Alaska has long crawled with visitors in the summer months. Now, more people are hopping aboard the Alaska Railroad for winter tourism here, too.
The number of passengers taking the train between Anchorage and Fairbanks during cold, snowy months has shot up over the last few years. The railroad has added more train service to accommodate them. Some tour companies have even beefed up their winter offerings to court such visitors.
One driver is tourists visiting from Asia, often on hopeful trips to see the aurora borealis, said Dale Wade, vice president of marketing at the railroad.
“Winter is suddenly very popular, and it’s growing steadily for the last three years,” said Wade. Before that, there wasn’t a “significant market for it," he said.
Ridership on the Alaska Railroad’s winter passenger trains grew 33 percent between the winter of 2015-16 and the following winter, said spokeswoman Meghan Clemens. That’s “the largest single jump year-over-year," she said in an email.
For years, winter passenger train service between Anchorage and Fairbanks typically only ran on the weekends from late September through early May. In 2014, the railroad added midweek trains between the two cities and there have been more departures added since, said Clemens.
In the winter of 2012-13, there were 66 days of winter passenger train service. Compare that to 102 days this season.
It’s not just rail passengers; Over much of the last decade, Alaska visitor numbers in the fall and winter have been on the rise overall. Visitor volume in the fall and winter grew 33 percent between the 2008-09 season to last year’s, according to the McDowell Group, an Anchorage research firm.

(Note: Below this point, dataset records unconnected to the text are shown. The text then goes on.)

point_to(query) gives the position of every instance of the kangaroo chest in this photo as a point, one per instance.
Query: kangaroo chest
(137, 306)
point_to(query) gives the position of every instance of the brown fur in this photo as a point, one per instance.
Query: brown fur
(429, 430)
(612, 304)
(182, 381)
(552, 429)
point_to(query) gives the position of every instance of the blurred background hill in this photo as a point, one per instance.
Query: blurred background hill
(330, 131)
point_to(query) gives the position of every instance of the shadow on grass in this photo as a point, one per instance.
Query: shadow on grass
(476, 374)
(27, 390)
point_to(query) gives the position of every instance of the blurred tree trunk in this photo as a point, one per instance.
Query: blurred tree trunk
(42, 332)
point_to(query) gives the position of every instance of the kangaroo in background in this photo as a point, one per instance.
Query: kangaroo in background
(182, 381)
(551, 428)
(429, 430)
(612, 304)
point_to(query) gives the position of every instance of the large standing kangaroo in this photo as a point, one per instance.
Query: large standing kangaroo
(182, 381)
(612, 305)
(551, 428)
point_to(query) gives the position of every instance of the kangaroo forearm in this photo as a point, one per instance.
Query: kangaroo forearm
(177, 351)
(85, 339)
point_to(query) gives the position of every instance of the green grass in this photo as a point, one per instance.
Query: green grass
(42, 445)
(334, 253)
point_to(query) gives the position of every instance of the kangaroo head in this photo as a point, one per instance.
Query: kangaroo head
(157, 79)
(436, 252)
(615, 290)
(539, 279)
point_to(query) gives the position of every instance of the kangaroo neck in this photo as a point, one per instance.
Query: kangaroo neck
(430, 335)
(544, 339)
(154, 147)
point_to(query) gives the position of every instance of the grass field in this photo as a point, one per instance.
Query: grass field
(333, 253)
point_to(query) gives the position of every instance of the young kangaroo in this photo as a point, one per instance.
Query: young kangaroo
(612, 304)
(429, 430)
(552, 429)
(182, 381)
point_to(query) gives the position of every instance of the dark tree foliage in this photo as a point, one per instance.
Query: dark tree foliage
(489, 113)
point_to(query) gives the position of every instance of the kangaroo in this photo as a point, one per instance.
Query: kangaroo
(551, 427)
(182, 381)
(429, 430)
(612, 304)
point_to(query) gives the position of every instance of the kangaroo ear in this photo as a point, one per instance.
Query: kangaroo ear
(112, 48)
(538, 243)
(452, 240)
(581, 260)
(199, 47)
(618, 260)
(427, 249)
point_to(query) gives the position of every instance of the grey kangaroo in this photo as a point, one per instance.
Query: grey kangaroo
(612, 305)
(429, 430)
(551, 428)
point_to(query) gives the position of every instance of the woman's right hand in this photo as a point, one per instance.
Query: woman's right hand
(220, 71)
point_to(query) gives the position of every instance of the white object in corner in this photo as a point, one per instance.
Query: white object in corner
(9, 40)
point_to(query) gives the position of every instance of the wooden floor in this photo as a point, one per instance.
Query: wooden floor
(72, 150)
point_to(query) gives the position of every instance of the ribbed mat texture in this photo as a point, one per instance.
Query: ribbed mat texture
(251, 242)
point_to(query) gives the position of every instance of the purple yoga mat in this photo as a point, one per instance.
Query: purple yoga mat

The Chinese market has “exploded” over the last several fall and winter seasons, according to a McDowell Group report.
One Anchorage company, Alaska Skylar Travel, focuses on bringing Chinese tourists to Alaska. The business has its roots in Beijing, and it targets the Mandarin-speaking market.
In its first winter, the business had about 350 clients, said operations manager Glen Hemingson. That number has since swelled, reaching about 5,000 clients last season in its fourth winter, and the staff has grown.

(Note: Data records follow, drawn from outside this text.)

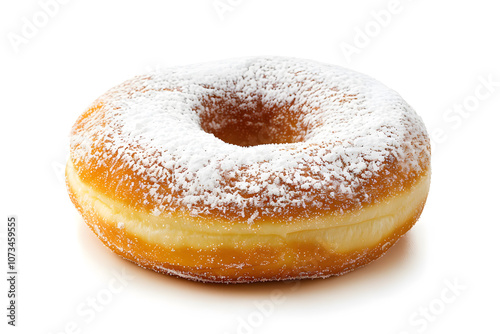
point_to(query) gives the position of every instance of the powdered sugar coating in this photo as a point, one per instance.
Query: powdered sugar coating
(348, 128)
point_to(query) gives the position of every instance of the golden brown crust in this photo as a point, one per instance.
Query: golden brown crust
(254, 261)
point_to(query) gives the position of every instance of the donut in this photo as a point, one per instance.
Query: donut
(249, 169)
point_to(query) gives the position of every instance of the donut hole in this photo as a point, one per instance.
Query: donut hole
(250, 121)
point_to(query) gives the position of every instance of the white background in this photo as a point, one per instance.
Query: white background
(437, 55)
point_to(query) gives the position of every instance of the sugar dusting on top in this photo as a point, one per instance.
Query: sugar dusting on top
(352, 126)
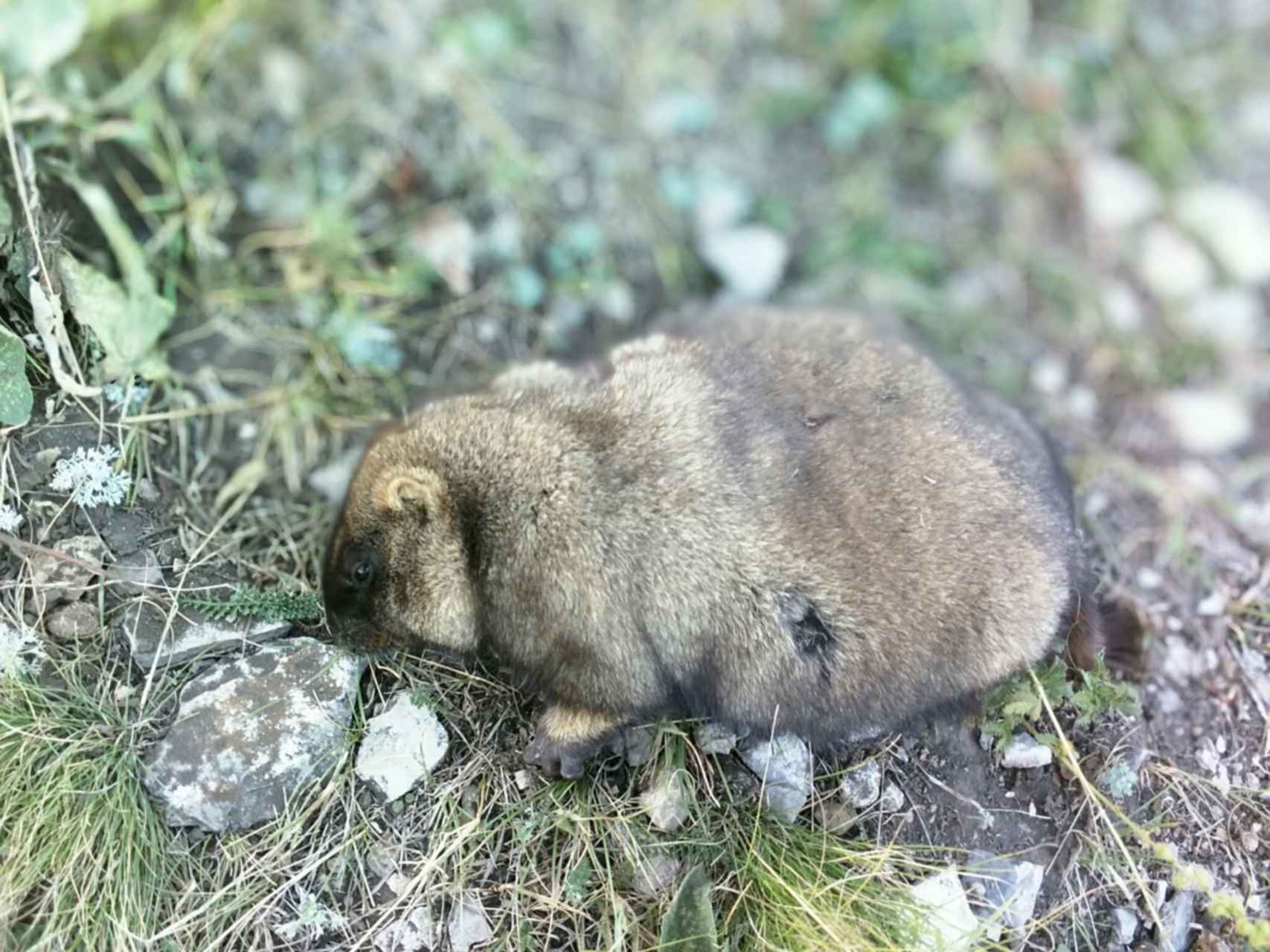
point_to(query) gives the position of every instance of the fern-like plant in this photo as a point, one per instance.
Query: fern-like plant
(258, 605)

Hemingson largely credits the company’s marketing efforts, much of which takes place in China.
“Increasingly we see visitors from more Southeast Asian countries, including the Philippines, Vietnam, Malaysia, Singapore,” Hemingson said.
While U.S.-China trade relations have been strained recently in a tariff war, that doesn’t seem to have harmed Asian tourism here, said Wade.

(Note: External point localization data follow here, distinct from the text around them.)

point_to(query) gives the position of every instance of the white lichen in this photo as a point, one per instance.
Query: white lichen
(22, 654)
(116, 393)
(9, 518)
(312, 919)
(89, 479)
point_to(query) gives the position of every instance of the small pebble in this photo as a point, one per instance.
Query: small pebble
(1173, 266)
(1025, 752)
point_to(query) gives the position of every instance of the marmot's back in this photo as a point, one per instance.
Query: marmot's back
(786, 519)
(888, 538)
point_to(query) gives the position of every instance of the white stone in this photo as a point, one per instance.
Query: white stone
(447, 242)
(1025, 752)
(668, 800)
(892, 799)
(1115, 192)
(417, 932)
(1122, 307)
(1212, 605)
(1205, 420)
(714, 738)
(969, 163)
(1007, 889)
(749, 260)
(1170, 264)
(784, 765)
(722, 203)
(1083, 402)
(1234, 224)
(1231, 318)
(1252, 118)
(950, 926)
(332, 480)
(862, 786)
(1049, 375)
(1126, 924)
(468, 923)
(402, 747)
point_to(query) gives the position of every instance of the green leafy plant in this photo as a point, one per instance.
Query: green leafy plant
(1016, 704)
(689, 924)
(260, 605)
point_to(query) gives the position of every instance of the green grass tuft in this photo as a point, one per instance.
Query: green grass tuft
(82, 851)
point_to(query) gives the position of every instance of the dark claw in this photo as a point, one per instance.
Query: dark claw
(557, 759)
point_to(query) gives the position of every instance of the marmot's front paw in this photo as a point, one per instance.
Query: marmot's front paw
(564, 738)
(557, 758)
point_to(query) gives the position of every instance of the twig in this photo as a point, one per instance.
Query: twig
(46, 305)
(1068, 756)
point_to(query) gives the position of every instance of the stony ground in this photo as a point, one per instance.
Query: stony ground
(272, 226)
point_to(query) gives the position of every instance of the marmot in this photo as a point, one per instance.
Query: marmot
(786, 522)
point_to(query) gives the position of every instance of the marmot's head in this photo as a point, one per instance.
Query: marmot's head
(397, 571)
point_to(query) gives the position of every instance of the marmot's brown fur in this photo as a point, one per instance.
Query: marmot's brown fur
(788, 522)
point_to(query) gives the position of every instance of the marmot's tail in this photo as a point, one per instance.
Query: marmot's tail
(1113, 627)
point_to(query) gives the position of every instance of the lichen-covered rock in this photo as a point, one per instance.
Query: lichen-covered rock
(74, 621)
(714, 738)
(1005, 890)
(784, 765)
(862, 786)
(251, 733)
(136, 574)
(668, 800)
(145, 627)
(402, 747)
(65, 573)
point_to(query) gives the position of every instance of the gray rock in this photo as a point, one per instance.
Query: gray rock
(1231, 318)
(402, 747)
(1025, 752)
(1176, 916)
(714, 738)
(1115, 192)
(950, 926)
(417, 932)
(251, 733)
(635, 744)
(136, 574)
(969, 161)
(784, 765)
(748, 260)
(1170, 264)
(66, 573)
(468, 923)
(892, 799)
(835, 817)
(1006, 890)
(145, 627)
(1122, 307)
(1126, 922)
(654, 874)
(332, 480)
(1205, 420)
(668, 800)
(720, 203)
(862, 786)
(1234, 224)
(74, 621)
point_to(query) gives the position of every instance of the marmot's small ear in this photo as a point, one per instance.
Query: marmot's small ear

“I think Alaska is a favored location for Asian visitors, despite the conflicts that seem to be arising politically between U.S. and China relations,” he said. “We’re enjoying the sweet spot in between that."
Alaska has been working to strengthen its ties with China, too. Earlier this year, former Gov. Bill Walker’s office announced new year-round direct passenger flights between Anchorage and the northeast China city Harbin, set to start in 2019.
And it’s not just tourists from Asian countries who are taking the railroad to see the northern lights and snowy mountains. The top markets for winter visitors riding the trains are the U.S., Australia, China, Taiwan and Canada, said Clemens, with the railroad.
There’s been so much added interest in taking the train during the winter that it’s been “a little frustrating” for reservation agents, she said.
One simple explanation for booming winters?
“It’s beautiful,” said Adriel Butler, co-owner at Borealis Basecamp, located outside Fairbanks. There, people can stay in geodesic domes with big windows for aurora-gazing from the comfort of a bed.
“Cities are not beautiful when it snows,” he said. “Cities are a jumbled mess when it snows. Whereas when you’re out in rural or remote-ish type of environments where the snow is undisturbed, it’s incredibly beautiful.”
Sarah Leonard, president of the Alaska Travel Industry Association, said she’s noticed more winter offerings from tourism companies here.
“We’re seeing an increase in popularity in people wanting to see the aurora,” she said.
At Alaska Skylar Travel, things started based on tourists' desire to come see the northern lights, Hemingson said. But since then, it has grown to offer more. That includes city tours, snowmachining and dog sledding.
“We’re offering more tour opportunities during the winter for activities, particularly in Fairbanks,” he said.
Last winter, in its first year of operations, about 60 percent of Borealis Basecamp’s guests were from Asia, said Butler. This year, less than half. There’s been an uptick in visitors from the Lower 48, Canada, and Latin America, he said.
“The freight is such a large portion of our business, but when they decline, the overall revenues of our railroad decline,” Wade said. “But passenger business has been very strong.”